Yes, all this makes sense. What I don't understand is how "performance
of kvcalloc is better". This is not supposed to be.
> > I'm not so sure about the results and performance improvements that are
> > claimed here. However, the switch to kvcalloc() itself seems reasonable
> > to me.
> >
> > I'll run these tests myself as the results might have some noise. I'll
> > get back with the results.
> >
> > Thanks,
> > Carlos Llamas
>
> Okay, thank you for the suggestion. I look forward to receiving your
> test results and continuing our discussion.
>
I ran several iterations of the benchmark test on a Pixel device and as
expected I didn't see any significant differences. This is a good thing,
but either we need to understand how you obtained a better performance
from using kvcalloc(), or it would be better to drop this claim from the
commit log.
The following are two individual samples of each form.

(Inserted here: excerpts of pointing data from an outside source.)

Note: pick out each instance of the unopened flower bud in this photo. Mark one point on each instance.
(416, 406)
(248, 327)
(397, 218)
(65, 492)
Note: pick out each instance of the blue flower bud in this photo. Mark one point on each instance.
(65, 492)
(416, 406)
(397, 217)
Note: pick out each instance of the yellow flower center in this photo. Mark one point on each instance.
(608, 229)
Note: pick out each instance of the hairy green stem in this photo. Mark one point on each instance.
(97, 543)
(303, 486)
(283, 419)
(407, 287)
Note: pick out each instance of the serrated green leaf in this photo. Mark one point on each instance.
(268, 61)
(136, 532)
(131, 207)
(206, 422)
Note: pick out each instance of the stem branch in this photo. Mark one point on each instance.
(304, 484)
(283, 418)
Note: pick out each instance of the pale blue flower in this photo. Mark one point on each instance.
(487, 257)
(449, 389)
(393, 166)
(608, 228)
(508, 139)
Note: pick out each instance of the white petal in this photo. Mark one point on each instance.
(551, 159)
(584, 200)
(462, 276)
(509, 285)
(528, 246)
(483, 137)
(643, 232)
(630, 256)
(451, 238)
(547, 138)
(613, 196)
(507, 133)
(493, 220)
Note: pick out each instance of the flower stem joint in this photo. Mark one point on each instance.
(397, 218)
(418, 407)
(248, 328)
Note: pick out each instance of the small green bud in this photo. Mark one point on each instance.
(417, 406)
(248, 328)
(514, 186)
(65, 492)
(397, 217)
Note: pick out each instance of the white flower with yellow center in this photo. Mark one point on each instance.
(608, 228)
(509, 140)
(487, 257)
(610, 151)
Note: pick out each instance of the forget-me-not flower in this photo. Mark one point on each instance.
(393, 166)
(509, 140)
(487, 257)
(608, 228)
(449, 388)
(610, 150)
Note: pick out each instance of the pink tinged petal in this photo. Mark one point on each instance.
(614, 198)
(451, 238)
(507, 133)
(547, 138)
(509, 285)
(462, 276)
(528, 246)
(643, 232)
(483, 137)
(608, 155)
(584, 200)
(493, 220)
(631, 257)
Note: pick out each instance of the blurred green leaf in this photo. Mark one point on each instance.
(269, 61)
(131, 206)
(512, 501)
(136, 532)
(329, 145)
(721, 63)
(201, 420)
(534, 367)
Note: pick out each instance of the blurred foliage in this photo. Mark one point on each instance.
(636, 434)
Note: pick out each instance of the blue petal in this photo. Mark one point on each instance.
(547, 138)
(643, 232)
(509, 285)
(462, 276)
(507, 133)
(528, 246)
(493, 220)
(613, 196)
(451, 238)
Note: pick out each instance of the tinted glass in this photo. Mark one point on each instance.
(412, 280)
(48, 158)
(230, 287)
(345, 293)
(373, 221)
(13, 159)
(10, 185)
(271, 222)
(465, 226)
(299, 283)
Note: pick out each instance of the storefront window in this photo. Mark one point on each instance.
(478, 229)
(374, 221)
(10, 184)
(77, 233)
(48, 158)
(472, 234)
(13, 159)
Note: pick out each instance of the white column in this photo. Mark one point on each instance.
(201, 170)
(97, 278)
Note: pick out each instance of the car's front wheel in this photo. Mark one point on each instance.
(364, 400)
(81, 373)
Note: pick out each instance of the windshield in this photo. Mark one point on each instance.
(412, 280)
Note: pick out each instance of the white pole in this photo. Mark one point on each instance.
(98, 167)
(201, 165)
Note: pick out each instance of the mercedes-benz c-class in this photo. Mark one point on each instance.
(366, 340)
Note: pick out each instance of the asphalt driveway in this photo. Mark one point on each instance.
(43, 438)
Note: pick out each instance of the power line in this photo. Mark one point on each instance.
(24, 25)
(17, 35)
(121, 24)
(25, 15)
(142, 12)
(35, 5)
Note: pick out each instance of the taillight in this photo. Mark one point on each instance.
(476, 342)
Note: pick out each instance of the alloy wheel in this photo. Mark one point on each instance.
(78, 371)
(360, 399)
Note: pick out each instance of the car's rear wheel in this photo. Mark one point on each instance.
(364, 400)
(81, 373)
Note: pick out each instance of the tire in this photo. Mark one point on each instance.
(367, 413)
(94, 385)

However, if we
could average the output and get rid of the noise it seems the numbers
are pretty much the same.
Sample with kcalloc():
------------------------------------------------------------------
Benchmark Time CPU Iterations
------------------------------------------------------------------
BM_sendVec_binder/4 19983 ns 9832 ns 60255
BM_sendVec_binder/8 19766 ns 9690 ns 71699
BM_sendVec_binder/16 19785 ns 9722 ns 72086
BM_sendVec_binder/32 20067 ns 9864 ns 71535
BM_sendVec_binder/64 20077 ns 9941 ns 69141
BM_sendVec_binder/128 20147 ns 9944 ns 71016
BM_sendVec_binder/256 20424 ns 10044 ns 69451
BM_sendVec_binder/512 20518 ns 10064 ns 69179
BM_sendVec_binder/1024 21073 ns 10319 ns 67599
BM_sendVec_binder/2048 21482 ns 10502 ns 66767
BM_sendVec_binder/4096 22308 ns 10809 ns 63841
BM_sendVec_binder/8192 24022 ns 11649 ns 60795
BM_sendVec_binder/16384 27172 ns 13426 ns 51940
BM_sendVec_binder/32768 32853 ns 16345 ns 42211
BM_sendVec_binder/65536 80177 ns 39787 ns 17557
Sample with kvalloc():
------------------------------------------------------------------
Benchmark Time CPU Iterations
------------------------------------------------------------------
BM_sendVec_binder/4 19900 ns 9711 ns 68626
BM_sendVec_binder/8 19903 ns 9756 ns 71524
BM_sendVec_binder/16 19601 ns 9541 ns 71069
BM_sendVec_binder/32 19514 ns 9530 ns 72469
BM_sendVec_binder/64 20042 ns 10006 ns 69753
BM_sendVec_binder/128 20142 ns 9965 ns 70392
BM_sendVec_binder/256 20274 ns 9958 ns 70173
BM_sendVec_binder/512 20305 ns 9966 ns 70347
BM_sendVec_binder/1024 20883 ns 10250 ns 67813
BM_sendVec_binder/2048 21364 ns 10455 ns 67366
BM_sendVec_binder/4096 22350 ns 10888 ns 65689
BM_sendVec_binder/8192 24113 ns 11707 ns 58149
BM_sendVec_binder/16384 27122 ns 13346 ns 52515
BM_sendVec_binder/32768 32158 ns 15901 ns 44139
BM_sendVec_binder/65536 87594 ns 43627 ns 16040
To reiterate, the switch to kvcalloc() sounds good to me. Let's just fix
the commit log and Greg's suggestions too.
Thanks,
Carlos Llamas
^ permalink raw reply [flat|nested] 9+ messages in thread
* Re: [PATCH v3] binder_alloc: Replace kcalloc with kvcalloc to mitigate OOM issues
2024-06-17 18:43 ` Carlos Llamas
@ 2024-06-18 2:50 ` Lei Liu
2024-06-18 4:37 ` Carlos Llamas
0 siblings, 1 reply; 9+ messages in thread
From: Lei Liu @ 2024-06-18 2:50 UTC (permalink / raw)
To: Carlos Llamas
Cc: Greg Kroah-Hartman, Arve Hjønnevåg, Todd Kjos,
Martijn Coenen, Joel Fernandes, Christian Brauner,
Suren Baghdasaryan, linux-kernel, opensource.kernel
On 2024/6/18 2:43, Carlos Llamas wrote:
> On Mon, Jun 17, 2024 at 12:01:26PM +0800, Lei Liu wrote:
>> On 6/15/2024 at 2:38, Carlos Llamas wrote:
>>> My understanding is that kvcalloc() == kcalloc() if there is enough
>>> contiguous memory no?
>>>
>>> I would expect the performance to be the same at best.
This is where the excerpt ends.